Hello, this is my first post in this section and im sorry if my next question is constantly brought up in here, but...

Im thinking of getting myself a first frog, but have only started doing abit research about them so i only know the basics. 
Just wondering out of the two ive named which is the better to start with, regarding special requirements, size of housing, foods etc.

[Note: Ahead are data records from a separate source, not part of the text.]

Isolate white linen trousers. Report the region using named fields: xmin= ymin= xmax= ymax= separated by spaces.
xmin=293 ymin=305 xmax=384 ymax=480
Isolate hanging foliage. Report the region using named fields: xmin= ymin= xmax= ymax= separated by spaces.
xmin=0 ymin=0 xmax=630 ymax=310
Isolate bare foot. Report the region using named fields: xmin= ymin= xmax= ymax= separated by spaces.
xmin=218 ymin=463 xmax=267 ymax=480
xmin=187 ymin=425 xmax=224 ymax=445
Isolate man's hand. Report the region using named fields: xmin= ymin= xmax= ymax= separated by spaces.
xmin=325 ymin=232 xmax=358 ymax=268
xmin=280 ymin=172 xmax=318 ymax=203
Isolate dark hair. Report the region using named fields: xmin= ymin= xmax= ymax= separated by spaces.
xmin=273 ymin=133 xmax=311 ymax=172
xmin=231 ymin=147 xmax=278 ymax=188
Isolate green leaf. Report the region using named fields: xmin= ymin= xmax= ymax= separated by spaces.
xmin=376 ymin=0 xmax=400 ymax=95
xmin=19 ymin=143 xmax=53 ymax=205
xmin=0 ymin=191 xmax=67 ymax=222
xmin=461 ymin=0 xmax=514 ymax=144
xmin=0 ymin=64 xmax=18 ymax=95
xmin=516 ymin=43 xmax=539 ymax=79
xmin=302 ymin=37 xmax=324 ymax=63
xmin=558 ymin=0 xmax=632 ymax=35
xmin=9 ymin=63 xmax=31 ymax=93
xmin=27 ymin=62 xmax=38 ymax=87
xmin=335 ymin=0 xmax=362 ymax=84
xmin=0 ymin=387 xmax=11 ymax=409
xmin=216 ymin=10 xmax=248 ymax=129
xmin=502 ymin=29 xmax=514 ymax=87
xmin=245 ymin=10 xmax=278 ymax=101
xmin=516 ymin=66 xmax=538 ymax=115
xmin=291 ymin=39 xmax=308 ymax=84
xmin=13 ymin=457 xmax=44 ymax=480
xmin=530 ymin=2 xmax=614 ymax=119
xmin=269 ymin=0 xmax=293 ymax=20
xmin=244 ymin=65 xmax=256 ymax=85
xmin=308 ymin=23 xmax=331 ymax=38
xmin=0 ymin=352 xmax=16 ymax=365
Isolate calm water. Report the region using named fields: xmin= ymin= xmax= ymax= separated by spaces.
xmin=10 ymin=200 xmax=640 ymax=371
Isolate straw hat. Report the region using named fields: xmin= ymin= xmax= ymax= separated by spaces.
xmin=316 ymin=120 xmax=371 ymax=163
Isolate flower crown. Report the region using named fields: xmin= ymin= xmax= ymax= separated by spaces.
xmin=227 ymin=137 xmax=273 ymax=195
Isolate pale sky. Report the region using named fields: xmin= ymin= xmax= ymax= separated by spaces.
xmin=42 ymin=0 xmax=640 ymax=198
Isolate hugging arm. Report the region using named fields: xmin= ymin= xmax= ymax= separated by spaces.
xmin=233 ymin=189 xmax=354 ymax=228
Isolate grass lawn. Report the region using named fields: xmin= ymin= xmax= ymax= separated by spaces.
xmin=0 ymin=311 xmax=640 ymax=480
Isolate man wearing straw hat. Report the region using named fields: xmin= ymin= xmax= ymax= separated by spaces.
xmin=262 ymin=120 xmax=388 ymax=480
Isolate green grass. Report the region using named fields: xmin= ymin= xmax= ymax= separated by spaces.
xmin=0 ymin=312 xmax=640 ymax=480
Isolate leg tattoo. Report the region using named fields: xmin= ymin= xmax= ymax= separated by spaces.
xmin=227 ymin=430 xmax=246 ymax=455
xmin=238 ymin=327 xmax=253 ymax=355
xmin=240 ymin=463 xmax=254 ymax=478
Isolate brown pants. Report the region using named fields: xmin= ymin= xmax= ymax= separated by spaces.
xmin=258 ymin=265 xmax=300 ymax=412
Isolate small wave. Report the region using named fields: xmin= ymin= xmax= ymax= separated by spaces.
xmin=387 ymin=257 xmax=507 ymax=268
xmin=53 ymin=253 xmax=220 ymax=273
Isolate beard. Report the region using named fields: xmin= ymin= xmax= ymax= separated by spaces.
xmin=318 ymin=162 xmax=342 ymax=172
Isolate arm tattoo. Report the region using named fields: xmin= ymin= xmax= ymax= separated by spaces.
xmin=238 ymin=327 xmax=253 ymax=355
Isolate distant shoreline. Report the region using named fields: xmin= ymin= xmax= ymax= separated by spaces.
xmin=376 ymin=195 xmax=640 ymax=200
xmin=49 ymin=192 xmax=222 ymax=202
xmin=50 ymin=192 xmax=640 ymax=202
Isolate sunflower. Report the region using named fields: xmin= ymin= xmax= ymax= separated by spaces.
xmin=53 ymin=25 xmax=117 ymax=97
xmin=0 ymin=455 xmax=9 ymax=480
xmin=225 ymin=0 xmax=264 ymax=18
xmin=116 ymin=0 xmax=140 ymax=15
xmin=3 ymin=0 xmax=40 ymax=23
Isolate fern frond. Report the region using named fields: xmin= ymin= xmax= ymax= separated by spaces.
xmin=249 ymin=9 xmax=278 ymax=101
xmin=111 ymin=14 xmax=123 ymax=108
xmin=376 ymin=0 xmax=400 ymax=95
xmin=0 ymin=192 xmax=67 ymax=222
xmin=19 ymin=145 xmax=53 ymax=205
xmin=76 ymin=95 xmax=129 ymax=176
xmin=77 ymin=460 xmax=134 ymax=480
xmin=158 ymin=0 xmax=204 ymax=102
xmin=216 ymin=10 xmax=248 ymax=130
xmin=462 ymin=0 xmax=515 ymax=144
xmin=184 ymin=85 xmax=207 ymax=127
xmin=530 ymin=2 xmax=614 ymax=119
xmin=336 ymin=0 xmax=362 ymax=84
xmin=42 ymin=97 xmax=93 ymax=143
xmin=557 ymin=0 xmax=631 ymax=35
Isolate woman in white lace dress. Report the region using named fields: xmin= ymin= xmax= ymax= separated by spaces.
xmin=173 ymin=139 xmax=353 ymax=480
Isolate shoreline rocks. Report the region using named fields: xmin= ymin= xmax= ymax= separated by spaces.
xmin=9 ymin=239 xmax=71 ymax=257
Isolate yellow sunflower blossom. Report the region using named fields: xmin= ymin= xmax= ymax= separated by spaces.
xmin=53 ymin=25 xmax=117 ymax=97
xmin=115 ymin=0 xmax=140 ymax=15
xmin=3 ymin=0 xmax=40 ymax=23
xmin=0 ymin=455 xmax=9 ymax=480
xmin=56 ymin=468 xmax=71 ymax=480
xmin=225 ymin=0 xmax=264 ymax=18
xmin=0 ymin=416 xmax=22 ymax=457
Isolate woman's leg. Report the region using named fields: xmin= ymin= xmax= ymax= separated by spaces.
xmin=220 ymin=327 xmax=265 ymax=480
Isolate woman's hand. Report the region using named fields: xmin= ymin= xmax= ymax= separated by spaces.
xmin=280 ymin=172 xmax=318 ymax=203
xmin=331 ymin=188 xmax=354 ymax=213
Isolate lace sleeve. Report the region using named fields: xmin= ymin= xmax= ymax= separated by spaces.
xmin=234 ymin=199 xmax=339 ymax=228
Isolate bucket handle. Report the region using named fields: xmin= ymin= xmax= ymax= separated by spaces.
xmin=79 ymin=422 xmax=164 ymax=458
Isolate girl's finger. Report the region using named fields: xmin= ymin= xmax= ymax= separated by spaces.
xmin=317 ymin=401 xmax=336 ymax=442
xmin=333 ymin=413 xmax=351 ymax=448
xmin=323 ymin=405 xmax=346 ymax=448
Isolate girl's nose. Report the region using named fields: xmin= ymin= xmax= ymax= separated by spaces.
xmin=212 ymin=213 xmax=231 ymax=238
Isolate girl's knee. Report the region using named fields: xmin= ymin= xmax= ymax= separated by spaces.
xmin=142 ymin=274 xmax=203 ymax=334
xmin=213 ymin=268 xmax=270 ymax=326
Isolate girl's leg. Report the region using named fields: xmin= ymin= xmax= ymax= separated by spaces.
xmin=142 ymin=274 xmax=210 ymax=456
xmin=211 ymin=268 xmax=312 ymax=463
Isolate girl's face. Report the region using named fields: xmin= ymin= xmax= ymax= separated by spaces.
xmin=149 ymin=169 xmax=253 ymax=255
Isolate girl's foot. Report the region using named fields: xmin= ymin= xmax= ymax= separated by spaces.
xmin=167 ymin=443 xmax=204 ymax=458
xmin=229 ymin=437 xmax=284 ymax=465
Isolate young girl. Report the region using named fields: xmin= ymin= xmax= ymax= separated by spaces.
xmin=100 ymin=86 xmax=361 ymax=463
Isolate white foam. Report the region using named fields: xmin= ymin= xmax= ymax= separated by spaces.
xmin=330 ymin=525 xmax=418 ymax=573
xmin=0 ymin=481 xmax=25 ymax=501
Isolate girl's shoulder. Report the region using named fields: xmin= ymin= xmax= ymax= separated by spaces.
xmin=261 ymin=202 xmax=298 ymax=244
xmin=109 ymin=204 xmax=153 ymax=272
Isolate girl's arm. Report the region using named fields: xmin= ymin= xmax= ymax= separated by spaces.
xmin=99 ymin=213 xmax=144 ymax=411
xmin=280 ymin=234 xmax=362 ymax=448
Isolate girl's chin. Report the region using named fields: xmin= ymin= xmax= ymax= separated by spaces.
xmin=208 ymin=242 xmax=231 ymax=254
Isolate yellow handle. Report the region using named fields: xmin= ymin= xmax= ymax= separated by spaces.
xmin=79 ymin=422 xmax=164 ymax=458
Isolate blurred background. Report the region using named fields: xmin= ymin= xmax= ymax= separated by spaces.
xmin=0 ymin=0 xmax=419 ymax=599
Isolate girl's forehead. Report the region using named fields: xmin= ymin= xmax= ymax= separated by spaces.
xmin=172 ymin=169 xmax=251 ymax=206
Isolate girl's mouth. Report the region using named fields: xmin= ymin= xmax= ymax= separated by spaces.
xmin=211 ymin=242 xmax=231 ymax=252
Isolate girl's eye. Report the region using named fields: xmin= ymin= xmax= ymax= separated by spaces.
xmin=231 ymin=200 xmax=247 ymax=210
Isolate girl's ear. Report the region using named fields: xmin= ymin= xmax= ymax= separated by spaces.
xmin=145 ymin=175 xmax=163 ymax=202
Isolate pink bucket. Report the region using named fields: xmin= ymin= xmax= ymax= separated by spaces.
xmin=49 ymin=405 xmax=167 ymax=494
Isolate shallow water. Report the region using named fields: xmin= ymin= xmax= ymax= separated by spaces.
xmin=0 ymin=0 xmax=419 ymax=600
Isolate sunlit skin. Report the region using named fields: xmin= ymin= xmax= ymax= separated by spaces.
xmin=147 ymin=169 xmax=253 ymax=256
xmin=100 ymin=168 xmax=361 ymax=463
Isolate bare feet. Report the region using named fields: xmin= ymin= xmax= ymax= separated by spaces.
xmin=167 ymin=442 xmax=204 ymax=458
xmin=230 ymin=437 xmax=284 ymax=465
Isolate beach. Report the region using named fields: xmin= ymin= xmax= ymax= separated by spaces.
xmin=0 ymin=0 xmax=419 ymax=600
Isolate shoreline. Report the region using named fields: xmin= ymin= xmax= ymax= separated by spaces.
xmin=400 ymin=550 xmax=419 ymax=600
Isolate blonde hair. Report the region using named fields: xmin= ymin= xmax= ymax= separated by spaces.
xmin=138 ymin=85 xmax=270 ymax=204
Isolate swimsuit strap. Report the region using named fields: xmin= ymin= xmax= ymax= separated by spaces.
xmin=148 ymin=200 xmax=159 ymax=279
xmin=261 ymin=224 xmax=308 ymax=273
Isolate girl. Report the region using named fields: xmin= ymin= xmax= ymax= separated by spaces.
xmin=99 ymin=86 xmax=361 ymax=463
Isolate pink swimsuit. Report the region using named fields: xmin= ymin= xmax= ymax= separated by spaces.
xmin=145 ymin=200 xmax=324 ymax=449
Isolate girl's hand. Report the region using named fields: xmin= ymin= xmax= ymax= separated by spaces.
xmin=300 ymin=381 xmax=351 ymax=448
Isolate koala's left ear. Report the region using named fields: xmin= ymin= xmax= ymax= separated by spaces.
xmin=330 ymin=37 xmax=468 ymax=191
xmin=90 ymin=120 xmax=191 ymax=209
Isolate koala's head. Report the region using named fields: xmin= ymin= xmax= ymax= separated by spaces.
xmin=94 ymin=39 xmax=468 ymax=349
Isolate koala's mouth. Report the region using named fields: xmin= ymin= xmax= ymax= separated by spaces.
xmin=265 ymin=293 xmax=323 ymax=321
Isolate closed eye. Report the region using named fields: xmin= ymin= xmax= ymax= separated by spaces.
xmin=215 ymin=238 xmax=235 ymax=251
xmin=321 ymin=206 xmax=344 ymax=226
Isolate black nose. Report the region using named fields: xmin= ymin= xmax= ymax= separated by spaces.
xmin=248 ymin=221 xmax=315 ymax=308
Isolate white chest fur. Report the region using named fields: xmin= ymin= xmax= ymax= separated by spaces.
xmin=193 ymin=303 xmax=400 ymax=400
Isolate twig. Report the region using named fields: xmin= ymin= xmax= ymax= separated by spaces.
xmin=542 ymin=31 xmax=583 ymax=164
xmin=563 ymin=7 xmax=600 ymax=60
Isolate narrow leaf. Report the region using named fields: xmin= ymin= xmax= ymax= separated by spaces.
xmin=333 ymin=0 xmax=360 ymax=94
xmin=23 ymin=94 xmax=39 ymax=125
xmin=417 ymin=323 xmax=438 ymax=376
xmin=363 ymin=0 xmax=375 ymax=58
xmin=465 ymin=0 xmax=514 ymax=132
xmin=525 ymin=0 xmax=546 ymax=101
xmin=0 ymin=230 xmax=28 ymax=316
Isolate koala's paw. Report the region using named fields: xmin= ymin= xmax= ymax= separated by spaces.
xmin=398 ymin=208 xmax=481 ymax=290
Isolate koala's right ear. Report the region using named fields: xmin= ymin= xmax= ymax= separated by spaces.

Any information would be appreciated!


----------



## RhianB87 (Oct 25, 2009)

MAB90 said:


> Hello, this is my first post in this section and im sorry if my next question is constantly brought up in here, but...
> 
> Im thinking of getting myself a first frog, but have only started doing abit research about them so i only know the basics.
> Just wondering out of the two ive named which is the better to start with, regarding special requirements, size of housing, foods etc.
> ...


 
I only keep horned frogs but I will admit they are bloody boring!!! I would prefer whites over these anyday due to their activity levels.


----------



## Ron Magpie (Oct 11, 2009)

Yeah. depends what you want: Horned frogs ('pacmans') are impressive, but just sit there most of the time, while White's are much more active- but mainly at night.

Check this out: http://www.reptileforums.co.uk/forums/amphibians/529374-best-beginner-frog-species.html




And welcome to the section, BTW!:welcome:


----------



## Morgan Freeman (Jan 14, 2009)

White's by a country mile.


----------



## obrowell (Jan 8, 2010)

I agree with Morg 100%! no contest ... Whites all the way!


----------



## TIMOTHY AND MATILDA (Oct 31, 2008)

both :flrt::flrt::flrt::flrt::flrt:


----------



## MAB90 (Dec 27, 2010)

Thanks for the replys guys, im headed more towards the White's as i think they have abit more character 

Would an Exo Terra 30x30x45 arboreal be good enough for one White's or would i need the next arboreal tank size up?

I have pretty much everything else apart from a tank, calcium powder and the distilled water.


----------



## Morgan Freeman (Jan 14, 2009)

Definitely not. a 45 x 45 x 60 minimum.


----------



## MAB90 (Dec 27, 2010)

I shall order one of those then, if plans go ahead ill have pictures up of the setup which i plan on making before i purschase the frog. Going for a semi aquatic setup, thanks for the advice.


----------